Mr J. Dussek (London, UK): You specifically state that you did not include HIV-positive patients in this series. Does this mean that you have also operated on HIV-positive patients with resistant TB? And if so, what was the outcome?
Dr Sung: In our country, we don't have so many HIV patients. But I think if the patient has HIV, the results would be quite different, and I don't have any experience on this, so I couldn't answer.
Mr A. Jilaihawi (Glasgow, UK): I have operated on a few. We still have remnants of TB in Scotland. The majority of these I did were the avium type. Have you classified your Mycobacterium, the human type, the avium type, or the resistant ones?
Dr Sung: All of these cases are not avium type. We don't have so many cases of avium type nationwide. Korea is still an endemic area of tuberculosis, and we rarely have non-tuberculous mycobacteriosis. The principles of surgical indications and postoperative drug management of avium type could be nearly the same as resistant tuberculosis.

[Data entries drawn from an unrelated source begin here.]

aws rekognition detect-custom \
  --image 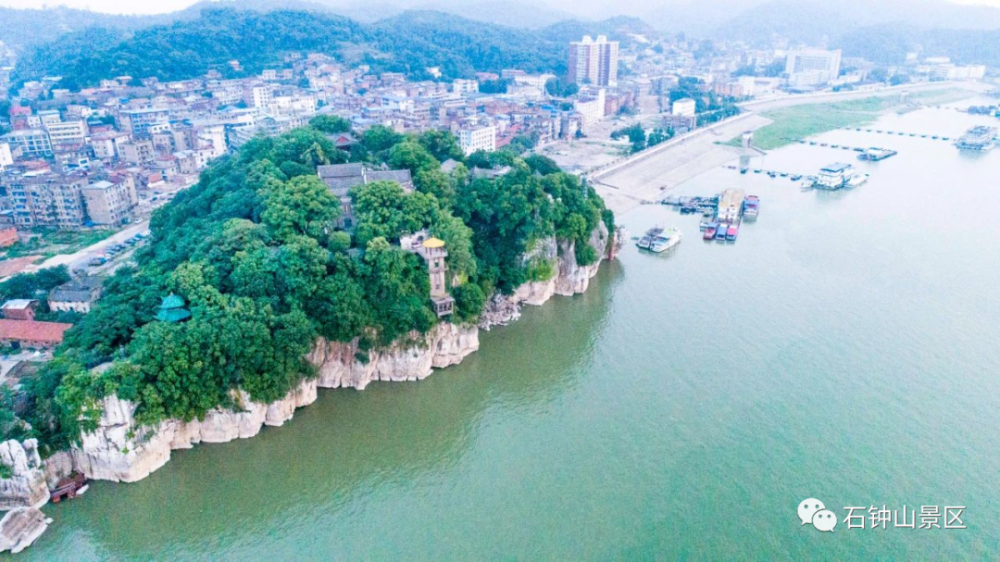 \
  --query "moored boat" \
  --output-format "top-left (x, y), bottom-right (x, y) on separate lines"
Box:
top-left (635, 226), bottom-right (663, 250)
top-left (649, 228), bottom-right (681, 253)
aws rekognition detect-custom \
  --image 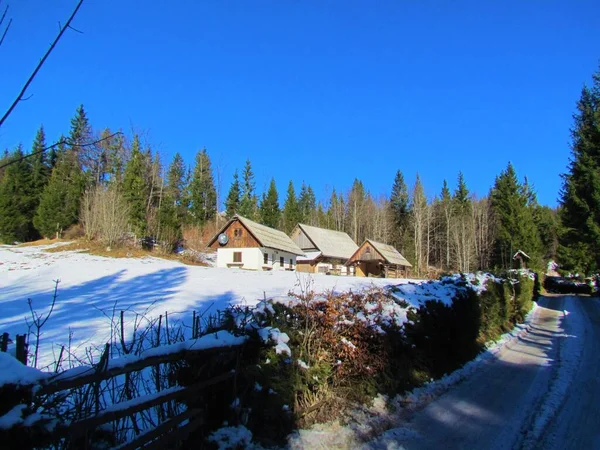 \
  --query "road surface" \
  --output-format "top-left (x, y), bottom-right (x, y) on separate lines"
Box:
top-left (368, 296), bottom-right (600, 450)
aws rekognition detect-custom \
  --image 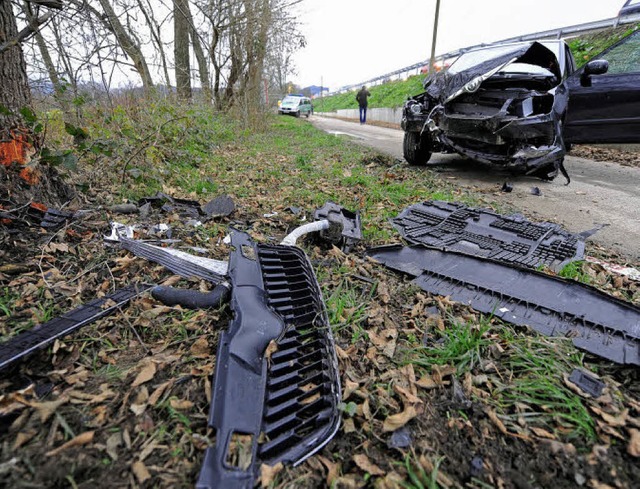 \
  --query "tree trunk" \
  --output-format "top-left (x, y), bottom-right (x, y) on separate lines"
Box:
top-left (187, 11), bottom-right (213, 103)
top-left (0, 0), bottom-right (37, 183)
top-left (90, 0), bottom-right (153, 91)
top-left (173, 0), bottom-right (191, 100)
top-left (138, 0), bottom-right (171, 90)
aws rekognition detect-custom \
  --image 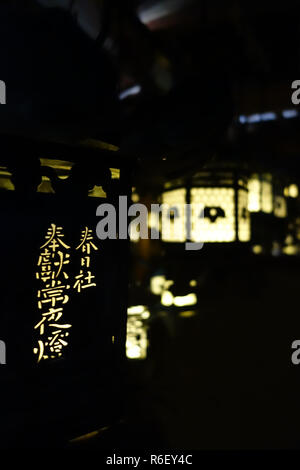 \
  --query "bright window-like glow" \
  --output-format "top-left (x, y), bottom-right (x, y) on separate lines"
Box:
top-left (282, 109), bottom-right (299, 119)
top-left (248, 175), bottom-right (273, 214)
top-left (173, 294), bottom-right (197, 307)
top-left (161, 291), bottom-right (174, 307)
top-left (274, 196), bottom-right (287, 219)
top-left (126, 305), bottom-right (150, 359)
top-left (150, 276), bottom-right (166, 295)
top-left (119, 85), bottom-right (142, 100)
top-left (161, 188), bottom-right (186, 242)
top-left (191, 188), bottom-right (236, 242)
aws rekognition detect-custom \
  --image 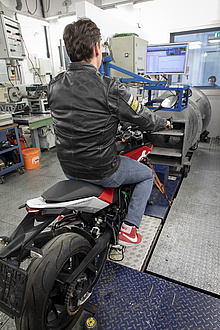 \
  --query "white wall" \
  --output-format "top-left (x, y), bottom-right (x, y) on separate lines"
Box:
top-left (108, 0), bottom-right (220, 44)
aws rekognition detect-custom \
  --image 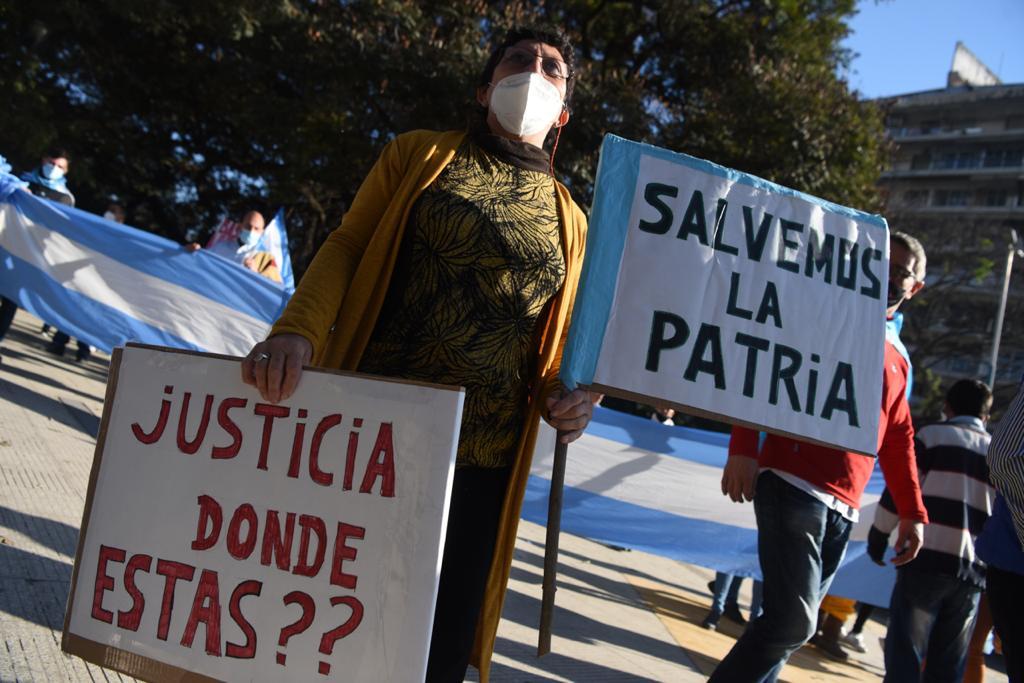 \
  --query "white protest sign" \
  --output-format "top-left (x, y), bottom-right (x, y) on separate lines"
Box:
top-left (562, 135), bottom-right (889, 455)
top-left (63, 346), bottom-right (463, 681)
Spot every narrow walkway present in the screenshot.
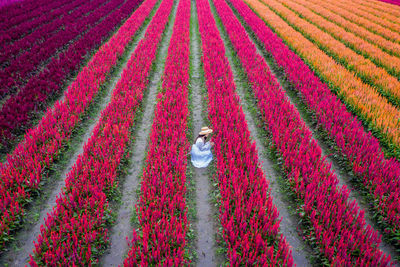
[188,0,217,266]
[0,3,159,266]
[209,0,312,267]
[227,1,396,259]
[100,1,179,266]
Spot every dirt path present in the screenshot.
[0,4,159,266]
[188,1,217,266]
[223,1,396,259]
[209,0,311,266]
[100,1,179,266]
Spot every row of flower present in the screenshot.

Mr J. Thorpe (Leeds, UK): Just some technical points of view. I have been taught to do thoracoplasties in this sort of situation and I'm still very pleased to do them. In terms of your lobectomy/pneumonectomy, the lungs can be very thickened and infected. Do you do extrapleural dissection? And if so, what are your operative techniques?
Dr Sung: It depends on the disease extent. If the pleura is also involved in tuberculosis, we have to do a extrapleural dissection. If the pleura is not diseased, we can do just a simple lobectomy and pneumonectomy after adhesiolysis of pleura with electrocautery.
Mr Thorpe: And do you place any antibiotics in the pleural space?
Dr Sung: After pneumonectomy?
Mr Thorpe: At the time of operation.
Dr Sung: Not usually, we do not place antibiotics in the pleural space, even after pneumonectomy.